Hiç bir şey hatırlamıyor gibiydim. Sessiz ve yalnız. O kadar saf ve boş hissediyordum ki bu korkmama sebep oluyordu. Bir anda beynimde depremler olmaya başladı. Tozlu raflara kaldırılmış olan hislerim beni dürtüyordu. Kendimi yavaşça daha yeni yeni alıştığım karanlıktan uzaklaşırken buldum. Etrafımda duyduğum sesler ve soğuk beni bir anda sarmalıyıvermişti. Kendimi huzurluğu hissettiğim bu nokta her ne olursa olsun gerçeğe uzak ve sadece bana aitti...

4 Gün Sonra...

Sızlayarak gözlerime hücum eden ışık ve ritmik cılız bir ses. Tüm farkedebildiğim buydu yavaşça gerçekliğe dönerken. Gözlerimi tekrar kapattığımda etrafımdaki seslere odaklandım. Bir ses daha vardı beni hayata bağlayan. O sessiz karanlıkta kalbime şarkı söyleyen. Bir adet nefes sesi. Hırıltılı ama kime ait olduğunu içten içe bildiğim o tapılası ses. Buradaydı. Tam yanımda. Beynim her şey birbirine karıştığı için olanları sadece izliyordu.Kalbimin verdiği emirlere boyun eğiyor ve düşünmeyi reddediyordu. Karanlığı unutturmaya çalışan kalbim başarılı olmuştu. Hatırlayamıyordum. Onun dışında hiç bir şey yoktu zihnimi doldurabilen. Kafamı zorlukla hafifçe çevirdim. Tam solumda , kalbimin hizzasında duruyordu. Solgun görünen esmer bedeni, uzun ve dipleri kızarmış kirpikleri, içine çökmüş yanakları ve güzel elmacık kemikleri. Özlediğim simsiyah saçları ve tapılası dudakları tamamen uykunun esiriydi. Öylesine güzel gözüküyordu ki uyurken ölene kadar bu şekilde izleyebilirdim onu. Yatağıma neredeyse yapışık duran koltuğa zorlukla sığdığını görebiliyordum. Uzun boyu ufacık bir koltuğa kıvrılmasına izin vermemişti.
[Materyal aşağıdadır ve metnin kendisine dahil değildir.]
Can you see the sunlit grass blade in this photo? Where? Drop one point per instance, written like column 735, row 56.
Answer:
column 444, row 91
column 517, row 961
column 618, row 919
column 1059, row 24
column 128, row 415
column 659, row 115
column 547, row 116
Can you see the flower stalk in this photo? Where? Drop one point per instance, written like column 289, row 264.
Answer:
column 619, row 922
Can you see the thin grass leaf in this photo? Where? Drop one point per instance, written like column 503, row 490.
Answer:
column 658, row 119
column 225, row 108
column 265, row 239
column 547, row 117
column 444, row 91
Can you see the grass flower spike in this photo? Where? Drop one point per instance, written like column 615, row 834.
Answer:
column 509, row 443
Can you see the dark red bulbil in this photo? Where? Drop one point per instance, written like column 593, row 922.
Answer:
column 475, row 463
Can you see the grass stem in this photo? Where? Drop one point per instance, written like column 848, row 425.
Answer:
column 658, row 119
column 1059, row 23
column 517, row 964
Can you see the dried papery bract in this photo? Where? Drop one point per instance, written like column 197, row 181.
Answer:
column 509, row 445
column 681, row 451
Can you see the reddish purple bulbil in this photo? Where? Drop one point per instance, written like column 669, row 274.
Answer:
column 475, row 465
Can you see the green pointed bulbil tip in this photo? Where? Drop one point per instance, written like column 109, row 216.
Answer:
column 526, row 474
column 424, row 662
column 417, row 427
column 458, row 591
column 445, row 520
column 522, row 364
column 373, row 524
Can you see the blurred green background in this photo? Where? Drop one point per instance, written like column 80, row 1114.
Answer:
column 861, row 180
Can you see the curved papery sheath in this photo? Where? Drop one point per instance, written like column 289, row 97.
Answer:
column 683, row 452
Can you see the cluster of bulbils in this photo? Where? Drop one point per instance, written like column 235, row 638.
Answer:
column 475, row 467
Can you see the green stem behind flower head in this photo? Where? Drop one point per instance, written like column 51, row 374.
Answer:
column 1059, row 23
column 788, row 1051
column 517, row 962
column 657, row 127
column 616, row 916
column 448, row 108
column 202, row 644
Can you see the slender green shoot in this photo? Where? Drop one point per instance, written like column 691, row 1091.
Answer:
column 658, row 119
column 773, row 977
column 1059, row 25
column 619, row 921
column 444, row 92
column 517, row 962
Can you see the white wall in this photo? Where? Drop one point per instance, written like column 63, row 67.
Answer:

"Arda..." fısıltıyla karışık soluduğum nefesle gözlerini açmıştı. Okyanus mavisi gözleri kızarmıştı ve ölüm soğukluğuyla çevrelenmişti. Göz bebekleri imkansızı bulmuş gibi yavaşça büyüdü. Benim yarım baktığına emin olduğum ruhsuz gözlerimle kıyaslanmayacak kadar mükemmel bir görüntüydü.

Ağzını bir şeyler söylemek için açmıştı fakat kalıvermişti. Yavaşça dudaklarını kapattığında o da benim gibi "Deniz..." diye fısıldadı. Onun dudaklarından dökülen ismim bile bu kadar güzel gelirken birbirimize ait olmayışımız üzücüydü. Henüz onu sevdiğimi kabullenmişken onun beni sadece oynamak için kullandığını biliyordum. Üzücü olsa da yapılacak bir şey yoktu. Bizim hikayemizdeki umutsuz kız bendim. Zorla taçlandırılmış bir kraliçe şimdi tahttan inmek istemiyordu...

"Neler oldu ?" diyiverdim sessizce. Hatırlayamıyordum.

"Hiç bir şey şimdi bunları konuşmanın anlamı yok." Hala gözlerindeki şaşkınlık ve hüzün yerinde dururken hastanenin o korkutucu kokusunu soludum. Azrailin havaya işlemiş o ürkütücü boğuk nefesi her tarafı sarmıştı. Nefret ediyordum. Hemde tüm hastanelerden...

"Beni buradan çıkar..." Kaşları hafifçe çatılırken yüzünün aldığı ifade beni keyiflendirdi. Yüzünün her ifadesini özlemiştim.

"Uyanır uyanmaz başladın yine saçmalamaya." diye soluduğunda omzuna vurmak istedim. Fakat bedenim öylesine yorgundu ki !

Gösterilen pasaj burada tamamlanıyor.